Kreitman sat up in his chair and wiped all trace of Devonshire tea from his face. For what he was about to hear he wanted to look dignified. ‘Then who, Charlie?’

‘It’s not who I’ve fucked, it’s who I’ve propositioned for a fuck.’

Kreitman appeared to mull that over. ‘Go on,’ he said.

Charlie took a deep breath. ‘I’ve been seeing Dotty,’ he said.

‘Dotty!’ Now it was Kreitman’s turn to yammer like a madman. ‘Dotty! What do you mean you’ve been seeing Dotty? You didn’t tell me you were seeing Dotty when we last talked.’

‘You didn’t tell me you were seeing her when we last talked.’

‘I wasn’t. I’ve taken her out to lunch once, for God’s sake. That’s it.’

‘Me too. I took her out to lunch once — only that wasn’t it.’

‘Taking your wife’s sister out to lunch isn’t seeing her.’

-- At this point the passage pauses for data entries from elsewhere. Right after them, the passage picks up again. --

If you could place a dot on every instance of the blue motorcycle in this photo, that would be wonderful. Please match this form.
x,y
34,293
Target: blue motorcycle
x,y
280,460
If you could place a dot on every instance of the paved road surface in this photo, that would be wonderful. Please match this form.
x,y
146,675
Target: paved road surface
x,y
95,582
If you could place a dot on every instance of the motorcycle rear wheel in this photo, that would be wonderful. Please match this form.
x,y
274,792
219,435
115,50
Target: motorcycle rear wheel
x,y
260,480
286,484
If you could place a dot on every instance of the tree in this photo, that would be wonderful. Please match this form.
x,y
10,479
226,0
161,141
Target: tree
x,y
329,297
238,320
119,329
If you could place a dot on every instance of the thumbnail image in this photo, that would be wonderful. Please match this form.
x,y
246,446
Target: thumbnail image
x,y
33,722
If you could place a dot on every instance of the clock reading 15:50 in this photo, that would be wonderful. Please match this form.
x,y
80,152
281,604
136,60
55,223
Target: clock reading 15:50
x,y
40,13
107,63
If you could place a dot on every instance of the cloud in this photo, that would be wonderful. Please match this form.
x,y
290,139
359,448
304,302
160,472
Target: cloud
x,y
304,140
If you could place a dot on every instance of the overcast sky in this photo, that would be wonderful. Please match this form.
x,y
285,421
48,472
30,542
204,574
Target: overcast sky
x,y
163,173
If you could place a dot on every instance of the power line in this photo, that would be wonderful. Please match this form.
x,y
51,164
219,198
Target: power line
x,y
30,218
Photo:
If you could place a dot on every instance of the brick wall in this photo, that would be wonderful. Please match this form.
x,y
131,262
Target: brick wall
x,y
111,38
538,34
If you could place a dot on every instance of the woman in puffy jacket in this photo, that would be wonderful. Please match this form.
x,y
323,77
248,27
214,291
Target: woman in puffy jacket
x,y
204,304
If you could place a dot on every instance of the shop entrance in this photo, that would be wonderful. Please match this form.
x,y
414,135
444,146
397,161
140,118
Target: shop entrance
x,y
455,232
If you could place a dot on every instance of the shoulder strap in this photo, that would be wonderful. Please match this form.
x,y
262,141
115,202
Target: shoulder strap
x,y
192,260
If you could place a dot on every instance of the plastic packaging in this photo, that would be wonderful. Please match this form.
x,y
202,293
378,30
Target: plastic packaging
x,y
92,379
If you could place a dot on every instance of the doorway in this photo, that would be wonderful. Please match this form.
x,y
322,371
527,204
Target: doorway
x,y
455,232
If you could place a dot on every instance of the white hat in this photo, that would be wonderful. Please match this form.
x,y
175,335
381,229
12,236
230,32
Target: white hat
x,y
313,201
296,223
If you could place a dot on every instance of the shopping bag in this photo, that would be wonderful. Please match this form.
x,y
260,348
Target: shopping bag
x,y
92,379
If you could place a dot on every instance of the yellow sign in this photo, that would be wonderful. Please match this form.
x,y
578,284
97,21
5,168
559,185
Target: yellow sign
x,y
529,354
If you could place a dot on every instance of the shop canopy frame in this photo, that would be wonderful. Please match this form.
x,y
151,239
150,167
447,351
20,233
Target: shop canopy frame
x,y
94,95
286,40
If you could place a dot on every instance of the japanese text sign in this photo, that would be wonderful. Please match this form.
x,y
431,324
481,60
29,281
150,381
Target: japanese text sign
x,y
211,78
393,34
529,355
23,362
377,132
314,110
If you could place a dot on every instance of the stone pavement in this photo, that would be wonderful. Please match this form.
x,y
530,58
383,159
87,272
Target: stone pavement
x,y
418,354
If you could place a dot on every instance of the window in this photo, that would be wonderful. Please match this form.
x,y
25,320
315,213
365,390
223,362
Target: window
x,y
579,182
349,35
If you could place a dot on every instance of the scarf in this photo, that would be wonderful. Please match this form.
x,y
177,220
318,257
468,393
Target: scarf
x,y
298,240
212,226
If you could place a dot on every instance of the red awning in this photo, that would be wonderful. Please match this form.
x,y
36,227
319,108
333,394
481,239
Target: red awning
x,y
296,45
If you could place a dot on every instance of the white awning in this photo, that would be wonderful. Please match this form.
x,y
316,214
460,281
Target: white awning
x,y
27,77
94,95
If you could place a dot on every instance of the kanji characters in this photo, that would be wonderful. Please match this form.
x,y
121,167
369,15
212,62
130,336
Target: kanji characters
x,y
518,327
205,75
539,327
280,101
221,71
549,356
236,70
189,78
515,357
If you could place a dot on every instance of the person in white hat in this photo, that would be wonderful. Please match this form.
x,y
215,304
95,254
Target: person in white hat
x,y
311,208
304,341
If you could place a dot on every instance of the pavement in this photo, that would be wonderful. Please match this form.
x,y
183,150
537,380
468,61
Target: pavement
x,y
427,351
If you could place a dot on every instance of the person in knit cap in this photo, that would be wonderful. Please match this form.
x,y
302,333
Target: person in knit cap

‘Maybe not. Why are we arguing over the meaning of seeing? Seeing her or not, I took her out to lunch and asked her to sleep with me. Do you want to correct me over the meaning of sleep?

‘You took your wife’s sister out and asked her to sleep with you? I hope this was a very long time ago.’

‘What difference when it was? But it was last week, if you want to know.’

‘And she said no?’

‘Of course she said no.’

‘Then everything’s all right,’ he very nearly said. Good job Hazel wasn’t there to hear him very nearly say that. The spectacle of you putting your mind to the rights and the wrongs of anything, Marvin, is too horrible to contemplate . He tried to do better. Everything wasn’t all right. Not intelligent to proposition your wife’s sister, and not nice, either. Not something you should do and not something you would want your wife to get to hear about. But then why should she get to hear about it? Good job Hazel wasn’t there to hear him very nearly think that. Cat-house morality. But it was a conviction written into the lining of Kreitman’s soul — a lie was always better for everyone than a confession. Better in the sense of more humane. Suddenly he remembered what Charlie had told him of his fear of guilt, lying like a garrulous third person in his marriage bed. ‘Oh, Charlie,’ he said, ‘you haven’t been owning up?’